Anyway, I don't want to blather on too much about this phase of my career, because another anniversary is …

This summer

I went into the tech world in the summer of 1982, meaning I've been at it for 40 years this year. I'd been in graduate school and had gotten a summer job working for a company that did [*waves hands*] computer stuff for law firms, using a minicomputer. When I decided to quit grad school in June of 1982, it was easy to move full time into computers.

The timing was fortuitous. The IBM PC had just come out and there was a lot of interest among professionals—like, oh, law firms—in what people could do with these things. The place where I worked got hooked up with a company that made a database product for the PC, and we put together some applications for document tracking and such-like. So I started doing work on the PC. I did training, I did support, I did a bit of coding. It was all new in those days, the demand for computer stuff far outstripped the supply of people who had formal training, so many of us learned on the job. (And pre-internet, I guess I could add.)

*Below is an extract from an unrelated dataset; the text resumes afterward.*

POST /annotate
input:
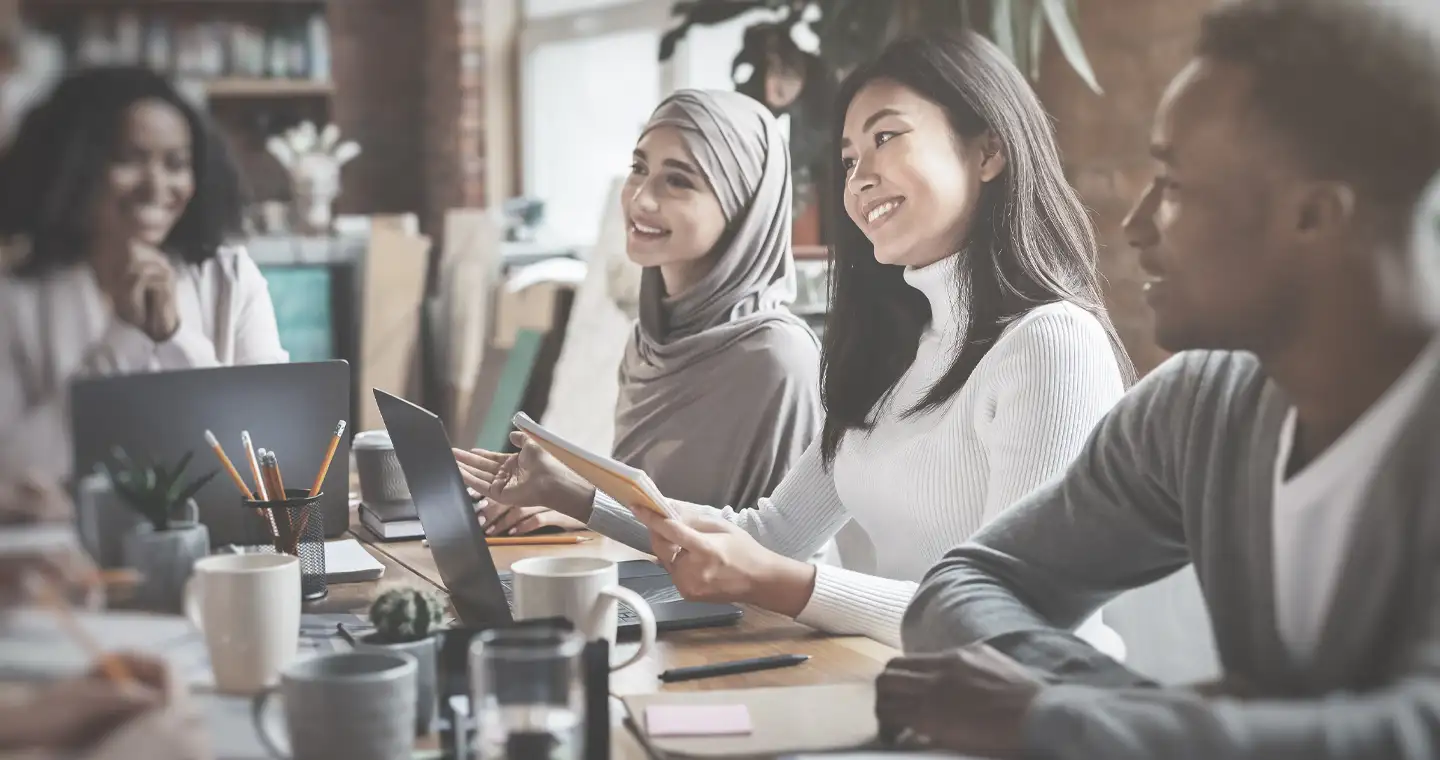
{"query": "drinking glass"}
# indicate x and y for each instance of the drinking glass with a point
(527, 694)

I was in my go-go 20s then, and for the next couple of decades I put in very long hours. That first job gave me (and the family) an opportunity to spend a couple of years in the UK. I moved around in the industry—Asymmetrix, Microsoft, Amazon, Tableau, now Google—doing mostly documentation work at different places.


Portrait by my friend Robert

Forty years is a long time to be in any type of work, and I've certainly considered retirement. My financial guy claims I could do it if I wanted. (He and I differ in how rosy our view is of the coming global economic meltdown, haha.) But I have no urgent reason to retire—I like the work, and it seems like I can now do it from almost anywhere on the globe. I still learn new things all the time, which is definitely an upside to working with such smart people. Another plus is that I experience twinges of impostor syndrome only rarely now. :) And to be honest, I worry slightly that retirement would remove me from a stimulating and rewarding environment. For now I'm playing it by ear. Check back in a bit.

Bonus anniversary!

September 1 is also the anniversary of the date on which I arrived in Seattle. I've reflected on that in the past, so I'll just link to an earlier post about that.